- Please spend no more than 2 hours on this challenge.
- Please use python 3 to complete this challenge
- Please fork this repository and complete your work on a branch. When ready, open a pull request from your branch to the master branch on your fork.
- For example, user jdoe will open a pull request from jdoe/my-branch to jdoe/master.
- Please do not open a pull request directly against this repo.
- Please make your updates in lib/transformer.py. You should not need to make any changes to main.py.
- Please do include comments in your code to help us understand your decision making (but no need to explain each line)
Degreed is a lifelong learning platform that individuals and organizations use to discover learning content, build skills, and certify their expertise. In today's world, learners can find content from a wide variety of both public and private sources, including websites like Coursera, Udacity, and Pluralsight; company-specific systems known as "Learning Management Systems" (LMSs); a wide variety of public blogs and enterprise knowledge systems; and, of course, offline sources like books, classrooms, etc.

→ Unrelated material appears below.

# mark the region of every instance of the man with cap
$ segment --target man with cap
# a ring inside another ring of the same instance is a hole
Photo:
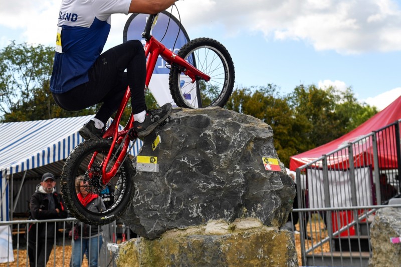
[[[67,209],[61,196],[56,190],[53,174],[42,176],[40,184],[31,198],[30,207],[33,219],[46,220],[67,218]],[[30,224],[28,227],[28,256],[31,267],[45,266],[55,243],[56,222]]]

Degreed allows users to track their learning across all these sources by adding articles, videos, books, courses, events to their Degreed Profile. We track all of these as "completions," which are stored in our application database and then synchronized to our analytics data warehouse.

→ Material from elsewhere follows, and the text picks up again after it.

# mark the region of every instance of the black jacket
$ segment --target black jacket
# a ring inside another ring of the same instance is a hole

Across our hundreds of enterprise clients and millions of users, we've accumulated tens of millions of these completions for analysis. However, it can be really difficult to make sense of trends at that scale, especially since the source URLs for all of these systems are highly variable. The types of questions we're asking ourselves are:
- What are some of the most used websites across our user base?
- What new websites are emerging that users are learning from, that we might consider integrating with?

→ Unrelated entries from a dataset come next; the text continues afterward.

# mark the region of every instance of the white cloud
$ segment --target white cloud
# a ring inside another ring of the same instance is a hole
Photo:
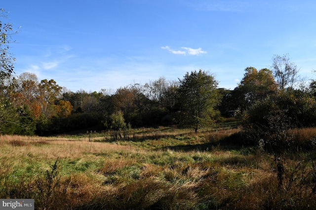
[[[45,70],[48,70],[51,69],[53,69],[56,67],[57,67],[59,62],[57,61],[53,62],[42,62],[42,65],[43,65],[43,69]]]
[[[161,47],[161,49],[167,50],[169,52],[175,54],[185,55],[186,54],[186,52],[184,51],[172,50],[168,46],[166,46],[165,47]]]
[[[181,47],[181,49],[184,49],[185,50],[187,50],[188,51],[188,53],[189,55],[199,55],[200,54],[204,54],[207,53],[206,51],[202,50],[202,48],[200,47],[198,49],[192,49],[190,47]]]
[[[201,48],[200,47],[198,49],[193,49],[190,47],[181,47],[181,49],[184,49],[185,50],[185,51],[173,50],[171,49],[168,46],[166,46],[165,47],[161,47],[161,49],[167,50],[169,52],[173,54],[180,55],[186,55],[187,53],[189,55],[198,55],[201,54],[207,53],[206,51],[202,50],[202,48]]]

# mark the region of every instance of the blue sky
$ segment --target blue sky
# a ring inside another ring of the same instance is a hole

Your challenge is to process a sample dataset of Degreed "completions" and label them by their URL hostname (e.g. www.youtube.com and domain (e.g. youtube.com).
We don't expect this to be an incredibly sophisticated system, it's just a prototype... we're much more interested in how you tackle the problem, test your solution, and design your system overall. Let's assume we'd do things quite differentely in production, where we'd have all the supporting infrastructure too!
Use Python for this challenge, but please use whatever libraries and boilerplates you prefer to tackle these requirements:
- Import the sample dataset (feel free to manually transform the input file however you like)
- Transform each completion and compute a new field to store the URL hostname that is extracted from the "ContentUrl"
- (OPTIONAL) Similarly, also compute another new field to store the URL domain
- Output the transformed dataset to an output file (any format is fine)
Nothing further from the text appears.